The team then dug into the network device, looking up the stack at L7 protocols. Right away, they noticed a lot of network file storage (NFS) traffic moving through the network device, starting right around the time that the IT team started to get complaints about both internet service and G Suite applications. This suggested that the issue was arising at the storage tier, but the storage admin insisted this was impossible-after all, their storage array used 10Gb interfaces.
Despite assurances from the storage admin, the NFS traffic continued to be suspicious. All of the problematic NFS traffic on the network device was coming from a single interface on a storage cluster, so they pivoted and drilled into that particular storage interface. As it turned out, a single Linux desktop at a remote office was hammering that specific storage interface, information the IT team had due to ExtraHop's out-of-the-box auto-discovery and classification capability.
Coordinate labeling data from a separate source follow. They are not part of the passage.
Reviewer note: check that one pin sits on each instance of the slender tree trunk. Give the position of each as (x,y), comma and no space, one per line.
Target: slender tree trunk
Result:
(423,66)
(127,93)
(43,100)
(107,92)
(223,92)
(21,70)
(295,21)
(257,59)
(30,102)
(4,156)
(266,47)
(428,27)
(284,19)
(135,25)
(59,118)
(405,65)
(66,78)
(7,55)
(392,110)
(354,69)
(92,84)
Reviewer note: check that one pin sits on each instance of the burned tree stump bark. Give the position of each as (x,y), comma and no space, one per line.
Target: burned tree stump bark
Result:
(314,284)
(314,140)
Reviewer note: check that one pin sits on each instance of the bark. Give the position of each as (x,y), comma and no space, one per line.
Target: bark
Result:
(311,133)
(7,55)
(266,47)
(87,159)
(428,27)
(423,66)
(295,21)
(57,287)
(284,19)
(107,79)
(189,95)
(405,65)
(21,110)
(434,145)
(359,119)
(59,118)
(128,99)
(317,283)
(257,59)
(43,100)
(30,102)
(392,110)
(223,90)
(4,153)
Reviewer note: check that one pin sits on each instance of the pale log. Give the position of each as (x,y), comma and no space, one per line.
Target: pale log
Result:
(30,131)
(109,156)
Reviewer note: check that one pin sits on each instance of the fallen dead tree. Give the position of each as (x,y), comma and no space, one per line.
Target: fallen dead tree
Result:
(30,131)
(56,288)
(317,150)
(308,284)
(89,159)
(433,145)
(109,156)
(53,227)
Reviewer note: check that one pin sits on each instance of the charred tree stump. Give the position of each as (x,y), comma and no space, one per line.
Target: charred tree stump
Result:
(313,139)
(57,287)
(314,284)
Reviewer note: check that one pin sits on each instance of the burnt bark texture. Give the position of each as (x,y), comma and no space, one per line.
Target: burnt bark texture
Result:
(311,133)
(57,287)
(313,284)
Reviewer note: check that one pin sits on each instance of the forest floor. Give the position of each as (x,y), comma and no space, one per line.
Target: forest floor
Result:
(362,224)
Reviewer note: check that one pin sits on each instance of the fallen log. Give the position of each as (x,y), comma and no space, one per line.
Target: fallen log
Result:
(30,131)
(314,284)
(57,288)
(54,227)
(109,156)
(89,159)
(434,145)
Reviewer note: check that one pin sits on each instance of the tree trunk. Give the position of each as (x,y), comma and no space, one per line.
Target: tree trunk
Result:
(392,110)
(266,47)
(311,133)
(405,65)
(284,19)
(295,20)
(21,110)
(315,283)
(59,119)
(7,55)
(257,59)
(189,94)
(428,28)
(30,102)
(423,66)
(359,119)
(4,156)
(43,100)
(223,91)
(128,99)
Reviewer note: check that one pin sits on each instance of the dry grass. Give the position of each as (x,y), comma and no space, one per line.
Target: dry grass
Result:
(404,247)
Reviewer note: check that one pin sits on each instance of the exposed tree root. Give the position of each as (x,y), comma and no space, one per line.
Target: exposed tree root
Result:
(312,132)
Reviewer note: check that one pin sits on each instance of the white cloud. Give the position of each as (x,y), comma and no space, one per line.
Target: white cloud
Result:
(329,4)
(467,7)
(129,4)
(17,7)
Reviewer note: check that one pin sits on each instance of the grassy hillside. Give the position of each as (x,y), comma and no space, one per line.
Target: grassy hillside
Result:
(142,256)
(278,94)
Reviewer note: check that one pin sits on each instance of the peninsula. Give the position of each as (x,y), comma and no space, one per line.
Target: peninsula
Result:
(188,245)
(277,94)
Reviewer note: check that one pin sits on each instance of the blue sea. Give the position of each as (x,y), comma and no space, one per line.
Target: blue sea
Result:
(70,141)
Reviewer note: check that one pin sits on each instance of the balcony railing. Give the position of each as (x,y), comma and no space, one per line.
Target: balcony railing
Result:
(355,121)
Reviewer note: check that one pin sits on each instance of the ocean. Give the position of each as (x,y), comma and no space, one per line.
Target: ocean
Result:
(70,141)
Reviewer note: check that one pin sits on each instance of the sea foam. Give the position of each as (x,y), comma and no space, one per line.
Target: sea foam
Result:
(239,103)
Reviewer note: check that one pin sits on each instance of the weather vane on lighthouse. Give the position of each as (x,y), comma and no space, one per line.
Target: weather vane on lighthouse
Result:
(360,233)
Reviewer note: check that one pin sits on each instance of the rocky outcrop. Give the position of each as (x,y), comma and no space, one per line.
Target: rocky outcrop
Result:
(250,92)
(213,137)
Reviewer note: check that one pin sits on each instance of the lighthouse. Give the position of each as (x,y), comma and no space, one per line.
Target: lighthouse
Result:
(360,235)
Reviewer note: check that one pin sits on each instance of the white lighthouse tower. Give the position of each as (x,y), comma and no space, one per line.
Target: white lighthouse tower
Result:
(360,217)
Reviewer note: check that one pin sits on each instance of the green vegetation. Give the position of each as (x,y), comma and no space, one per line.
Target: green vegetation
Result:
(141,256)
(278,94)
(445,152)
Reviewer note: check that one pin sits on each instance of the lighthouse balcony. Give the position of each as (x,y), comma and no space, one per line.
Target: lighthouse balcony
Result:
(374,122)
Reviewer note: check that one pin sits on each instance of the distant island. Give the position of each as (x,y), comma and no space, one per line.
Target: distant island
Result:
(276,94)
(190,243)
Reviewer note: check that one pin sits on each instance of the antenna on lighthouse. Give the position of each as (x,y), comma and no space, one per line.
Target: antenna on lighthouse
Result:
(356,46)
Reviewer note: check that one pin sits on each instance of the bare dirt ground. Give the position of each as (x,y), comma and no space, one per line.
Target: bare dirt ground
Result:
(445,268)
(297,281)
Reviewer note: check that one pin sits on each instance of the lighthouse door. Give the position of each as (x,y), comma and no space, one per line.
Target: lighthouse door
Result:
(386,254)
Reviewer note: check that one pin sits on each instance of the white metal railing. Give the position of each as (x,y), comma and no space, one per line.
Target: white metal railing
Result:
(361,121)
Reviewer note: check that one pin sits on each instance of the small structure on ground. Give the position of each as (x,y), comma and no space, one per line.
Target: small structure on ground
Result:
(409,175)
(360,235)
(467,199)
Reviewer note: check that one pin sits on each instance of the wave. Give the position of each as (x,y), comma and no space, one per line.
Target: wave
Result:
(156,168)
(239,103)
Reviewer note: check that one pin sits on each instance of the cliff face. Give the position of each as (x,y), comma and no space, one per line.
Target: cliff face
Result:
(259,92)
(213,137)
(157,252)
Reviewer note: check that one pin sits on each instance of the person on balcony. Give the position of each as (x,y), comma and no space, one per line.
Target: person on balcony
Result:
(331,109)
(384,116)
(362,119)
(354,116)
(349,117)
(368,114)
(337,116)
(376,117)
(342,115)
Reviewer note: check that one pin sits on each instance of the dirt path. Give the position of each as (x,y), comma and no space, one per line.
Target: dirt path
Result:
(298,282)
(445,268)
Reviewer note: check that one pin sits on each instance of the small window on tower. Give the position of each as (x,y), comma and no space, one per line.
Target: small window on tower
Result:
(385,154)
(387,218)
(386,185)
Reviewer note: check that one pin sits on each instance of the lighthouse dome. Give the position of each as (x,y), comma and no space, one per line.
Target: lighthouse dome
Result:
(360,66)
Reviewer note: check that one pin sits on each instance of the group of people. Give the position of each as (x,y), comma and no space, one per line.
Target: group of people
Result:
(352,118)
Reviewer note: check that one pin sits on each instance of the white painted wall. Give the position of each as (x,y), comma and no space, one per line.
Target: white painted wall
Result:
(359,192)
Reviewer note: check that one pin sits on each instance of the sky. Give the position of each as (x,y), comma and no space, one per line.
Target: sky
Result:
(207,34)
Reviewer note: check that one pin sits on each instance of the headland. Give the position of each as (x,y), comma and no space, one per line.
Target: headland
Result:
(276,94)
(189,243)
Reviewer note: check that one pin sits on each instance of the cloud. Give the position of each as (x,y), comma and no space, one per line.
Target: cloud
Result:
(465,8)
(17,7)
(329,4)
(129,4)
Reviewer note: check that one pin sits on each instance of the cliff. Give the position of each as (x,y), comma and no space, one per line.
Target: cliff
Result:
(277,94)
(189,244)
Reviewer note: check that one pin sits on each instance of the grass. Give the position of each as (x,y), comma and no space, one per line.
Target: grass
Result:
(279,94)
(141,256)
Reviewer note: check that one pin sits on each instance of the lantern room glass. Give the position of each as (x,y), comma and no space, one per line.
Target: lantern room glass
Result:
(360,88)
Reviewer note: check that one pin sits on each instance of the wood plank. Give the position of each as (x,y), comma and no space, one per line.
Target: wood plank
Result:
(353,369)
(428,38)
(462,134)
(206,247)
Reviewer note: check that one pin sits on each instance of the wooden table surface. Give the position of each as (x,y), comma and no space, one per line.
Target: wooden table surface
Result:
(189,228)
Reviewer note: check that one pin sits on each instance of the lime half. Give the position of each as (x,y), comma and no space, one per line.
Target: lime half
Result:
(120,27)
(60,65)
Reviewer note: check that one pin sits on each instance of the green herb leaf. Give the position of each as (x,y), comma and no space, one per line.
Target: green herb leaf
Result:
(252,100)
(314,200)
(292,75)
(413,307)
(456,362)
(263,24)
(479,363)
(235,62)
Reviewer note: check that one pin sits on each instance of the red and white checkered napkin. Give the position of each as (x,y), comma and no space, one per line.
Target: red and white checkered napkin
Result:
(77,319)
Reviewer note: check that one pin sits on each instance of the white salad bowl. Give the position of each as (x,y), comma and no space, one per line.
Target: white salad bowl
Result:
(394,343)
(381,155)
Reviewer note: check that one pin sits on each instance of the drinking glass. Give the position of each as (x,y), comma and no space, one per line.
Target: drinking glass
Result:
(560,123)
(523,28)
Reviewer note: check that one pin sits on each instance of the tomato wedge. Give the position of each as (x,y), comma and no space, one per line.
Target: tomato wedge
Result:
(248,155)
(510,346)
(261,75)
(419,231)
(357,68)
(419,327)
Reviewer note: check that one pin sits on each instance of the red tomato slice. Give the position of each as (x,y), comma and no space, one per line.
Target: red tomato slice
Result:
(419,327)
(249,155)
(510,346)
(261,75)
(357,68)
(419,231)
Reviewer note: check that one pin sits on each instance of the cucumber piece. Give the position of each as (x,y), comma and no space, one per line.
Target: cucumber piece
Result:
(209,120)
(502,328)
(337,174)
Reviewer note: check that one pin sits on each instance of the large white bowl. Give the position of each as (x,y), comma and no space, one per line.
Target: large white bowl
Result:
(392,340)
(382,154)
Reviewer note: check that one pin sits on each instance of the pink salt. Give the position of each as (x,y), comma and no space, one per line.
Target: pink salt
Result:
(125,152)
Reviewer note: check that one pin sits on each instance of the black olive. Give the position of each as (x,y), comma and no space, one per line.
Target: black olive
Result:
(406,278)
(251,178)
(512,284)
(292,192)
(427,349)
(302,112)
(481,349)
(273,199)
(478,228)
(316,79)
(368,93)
Despite mounting evidence, the storage admin continued to insist that every storage interface was 10Gb and so it was impossible that the problem could be originating at the storage tier. So the IT team went back to L2 traffic for the storage cluster. The traffic between the storage interface and the Linux desktop was ebbing and flowing but never got above 1 Gb/s, strongly suggesting an interface limited to 1Gb/s.
As it turned out, the storage admin was correct. The storage cluster did indeed have 10Gb interfaces. With ExtraHop, they were able to query the specific interface at issue. With this information, the IT team was able to determine that, while it was, in fact, a 10Gb storage interface, it was connected on the other end to a 1Gb interface. When one user decided to move a large volume of data over that one poorly configured storage link, it took everything down. Armed with this information, the storage admin was able to quickly resolve the issue, restoring internet and G Suite service across the organization.
The writing of this blog post took longer than troubleshooting the issue!
For the fast-growing software company, correlated visibility across multiple tiers, including L2, L3, L4, and L7, armed them with the information they needed to stop the finger-pointing and blamestorming and find the actual root cause of the issue. Rather than spending hours trying to prove innocence while the organization's productivity suffered, the team troubleshooted and resolved the issue quickly, keeping business running with minimal disruption.
To put it in perspective, according to the trainer, the writing of this blog post took longer than troubleshooting the issue!